Eric Holder offered to cut Congress some slack.
Under threat of a House contempt citation over the botched Fast and Furious gun-walking operation, Attorney General Eric Holder spoke in a conciliatory tone Tuesday about his willingness for “compromises” to avoid what he called “an impending constitutional crisis” over the withholding of documents in response to a congressional subpoena.
“We are prepared to make – I am prepared to make – compromises with regard to the documents that can be made available,” said Holder in a hearing before the Senate Judiciary Committee.
It’s as if to say: ‘Ask me no questions and I’ll tell you no lies. But don’t push too hard because you don’t want to go down that road. Take it from me, because I have your best interests at heart.’ Who could doubt his sincerity. But there’s something even truer. Eric holder could never make this offer unless the Executive Branch is backing his play.
“I want to make it very clear that I am offering – I myself – to sit down with the Speaker, the chairman, with you, whoever, to try and work our way through this in an attempt to avoid a constitutional crisis, and come up with ways, creative ways, in which to make this material available. But I’ve got to have a willing partner. I’ve extended my hand, and I’m waiting to hear back,” he added in response to a question about the subpoenaed documents posed by Sen. Chuck Grassley (R-Iowa.)
In this case “I” must be the big I. It can be no other. And although Holder is offering to sit down with the Speaker, it seems almost self evident that he will be representing the big O. But by reframing the request for documents in these terms Holder is making of it precisely the thing he professes to fear: a showdown between the legislative and executive branches.
It is now clear that he is not protecting himself. He is protecting the President from the inquiries of Congress. Someone — or something — is at risk if those documents are provided to Congress. Whether it is a political risk or a criminal one can only be answered in the null. We don’t know. Not enough data.
The problem with the approach Holder (Obama) has taken is that Congress must now decide whether to to back down — and lose authority — or press forward and risk the collision that Holder warns against. Lately, everyone has had a legitimacy crisis around the President. The Baltimore Sun reports that “in the latest New York Times/CBS News Poll, less than half of Americans surveyed — 44 percent — said they approve of theU.S. Supreme Court. Furthermore, three-quarters said they believed individual personal and political views sometimes determine the justices’ votes, rather than legal analysis.”
The one-time reverential public attitude toward the nation’s nine top jurists, and toward the court as an institution, obviously has been undergoing deterioration ever since its 2000 split decision in the Florida presidential recount controversy, which awarded the presidency to Republican George W. Bushover Democrat Al Gore …
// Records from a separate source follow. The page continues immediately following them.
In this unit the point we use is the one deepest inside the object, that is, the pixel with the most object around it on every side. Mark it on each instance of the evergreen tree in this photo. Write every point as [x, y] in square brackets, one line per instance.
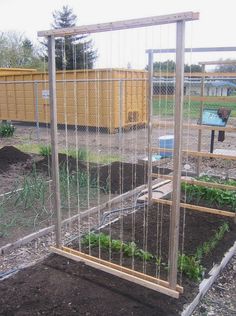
[72, 52]
[18, 51]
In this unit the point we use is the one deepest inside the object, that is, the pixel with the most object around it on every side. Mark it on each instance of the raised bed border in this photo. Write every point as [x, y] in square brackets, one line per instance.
[205, 285]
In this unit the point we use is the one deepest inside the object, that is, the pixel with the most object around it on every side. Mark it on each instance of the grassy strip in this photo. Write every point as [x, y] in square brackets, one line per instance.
[191, 109]
[212, 196]
[82, 154]
[217, 180]
[190, 265]
[31, 206]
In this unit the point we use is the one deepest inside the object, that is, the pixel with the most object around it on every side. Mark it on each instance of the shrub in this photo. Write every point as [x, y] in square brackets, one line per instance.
[6, 129]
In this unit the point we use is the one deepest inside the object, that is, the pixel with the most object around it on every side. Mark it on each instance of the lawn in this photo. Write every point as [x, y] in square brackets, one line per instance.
[164, 107]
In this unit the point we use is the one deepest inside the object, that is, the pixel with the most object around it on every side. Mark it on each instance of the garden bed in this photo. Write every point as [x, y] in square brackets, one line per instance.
[86, 291]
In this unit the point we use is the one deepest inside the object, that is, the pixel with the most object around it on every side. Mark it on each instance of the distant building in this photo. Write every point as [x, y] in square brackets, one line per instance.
[166, 86]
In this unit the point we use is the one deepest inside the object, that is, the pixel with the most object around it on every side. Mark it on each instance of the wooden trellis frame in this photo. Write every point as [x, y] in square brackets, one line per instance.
[170, 288]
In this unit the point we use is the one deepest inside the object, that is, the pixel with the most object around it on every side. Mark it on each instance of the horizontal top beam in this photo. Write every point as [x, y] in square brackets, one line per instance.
[219, 62]
[121, 25]
[193, 50]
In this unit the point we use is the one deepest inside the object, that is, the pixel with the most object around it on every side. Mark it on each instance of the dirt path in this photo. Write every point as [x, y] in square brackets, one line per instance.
[221, 299]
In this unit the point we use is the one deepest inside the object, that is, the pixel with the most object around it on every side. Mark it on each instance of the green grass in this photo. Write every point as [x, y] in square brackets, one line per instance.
[82, 155]
[6, 129]
[31, 207]
[191, 110]
[45, 150]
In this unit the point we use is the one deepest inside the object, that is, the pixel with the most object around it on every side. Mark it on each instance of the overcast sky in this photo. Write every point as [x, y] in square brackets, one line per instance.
[216, 26]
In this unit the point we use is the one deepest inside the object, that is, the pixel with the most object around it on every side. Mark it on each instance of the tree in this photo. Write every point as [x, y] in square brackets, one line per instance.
[18, 51]
[72, 52]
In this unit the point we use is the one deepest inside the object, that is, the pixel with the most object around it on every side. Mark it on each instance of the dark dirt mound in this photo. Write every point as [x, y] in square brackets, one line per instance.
[43, 164]
[38, 290]
[10, 155]
[117, 177]
[121, 177]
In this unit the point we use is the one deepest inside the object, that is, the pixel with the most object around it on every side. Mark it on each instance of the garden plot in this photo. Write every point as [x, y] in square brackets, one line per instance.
[207, 238]
[27, 206]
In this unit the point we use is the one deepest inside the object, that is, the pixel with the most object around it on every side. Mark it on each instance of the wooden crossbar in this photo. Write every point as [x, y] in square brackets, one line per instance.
[195, 126]
[197, 74]
[120, 271]
[196, 153]
[197, 208]
[198, 99]
[197, 182]
[122, 25]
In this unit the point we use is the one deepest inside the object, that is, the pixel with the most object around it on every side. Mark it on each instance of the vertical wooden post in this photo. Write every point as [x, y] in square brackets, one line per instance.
[177, 163]
[54, 137]
[199, 145]
[120, 111]
[150, 105]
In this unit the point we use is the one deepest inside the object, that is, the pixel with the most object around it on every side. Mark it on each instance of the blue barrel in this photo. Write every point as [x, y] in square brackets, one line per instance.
[166, 141]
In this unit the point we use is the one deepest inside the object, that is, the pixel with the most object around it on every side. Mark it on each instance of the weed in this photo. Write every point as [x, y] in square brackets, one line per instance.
[190, 265]
[212, 196]
[45, 150]
[6, 129]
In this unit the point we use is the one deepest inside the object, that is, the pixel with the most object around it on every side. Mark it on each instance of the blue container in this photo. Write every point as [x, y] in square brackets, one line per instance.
[166, 141]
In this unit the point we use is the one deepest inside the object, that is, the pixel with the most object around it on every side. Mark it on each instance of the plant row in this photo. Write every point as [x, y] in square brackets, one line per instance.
[190, 265]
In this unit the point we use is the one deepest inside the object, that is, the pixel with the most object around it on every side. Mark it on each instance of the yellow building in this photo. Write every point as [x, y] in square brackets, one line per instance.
[104, 98]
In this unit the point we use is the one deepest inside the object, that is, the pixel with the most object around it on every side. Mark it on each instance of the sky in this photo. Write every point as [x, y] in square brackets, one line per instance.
[215, 27]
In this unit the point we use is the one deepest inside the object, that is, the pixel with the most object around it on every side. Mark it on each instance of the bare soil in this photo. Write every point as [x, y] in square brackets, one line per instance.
[59, 286]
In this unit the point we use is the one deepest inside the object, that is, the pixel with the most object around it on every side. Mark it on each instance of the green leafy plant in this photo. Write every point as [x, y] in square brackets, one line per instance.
[6, 129]
[45, 150]
[212, 196]
[190, 265]
[210, 245]
[129, 249]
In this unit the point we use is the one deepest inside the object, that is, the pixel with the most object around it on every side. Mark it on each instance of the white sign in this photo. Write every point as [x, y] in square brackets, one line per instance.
[45, 94]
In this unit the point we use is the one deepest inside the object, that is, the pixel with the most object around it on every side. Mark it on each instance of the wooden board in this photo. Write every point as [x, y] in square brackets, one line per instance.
[197, 208]
[195, 126]
[120, 271]
[162, 190]
[196, 153]
[197, 182]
A similar judgment could have been rendered a decade later when the court issued an astonishingly blind appraisal of the real ramifications of its decision in the Citizens United case, which opened the floodgates to unlimited corporate and individual contributions in political elections. The results are being seen this year more emphatically than ever, in the record spending for the 2012 presidential campaign by both parties and all their officially unaffiliated but obviously associated political action committees.
It’s not just Congress’s legitimacy on the line. The Supremes should also be grateful they’ve made it this far. But they shouldn’t push their luck. As the Baltimore Sun puts it:
The nation’s eyes will be on the court again soon as it is scheduled to render judgment on the constitutionality of the new health-care insurance act, unlovingly labeled “Obamacare” by its critics. However it decides, the once untouchable Supreme Court will remain the center of controversy over how politically blind is the justice it now dispenses.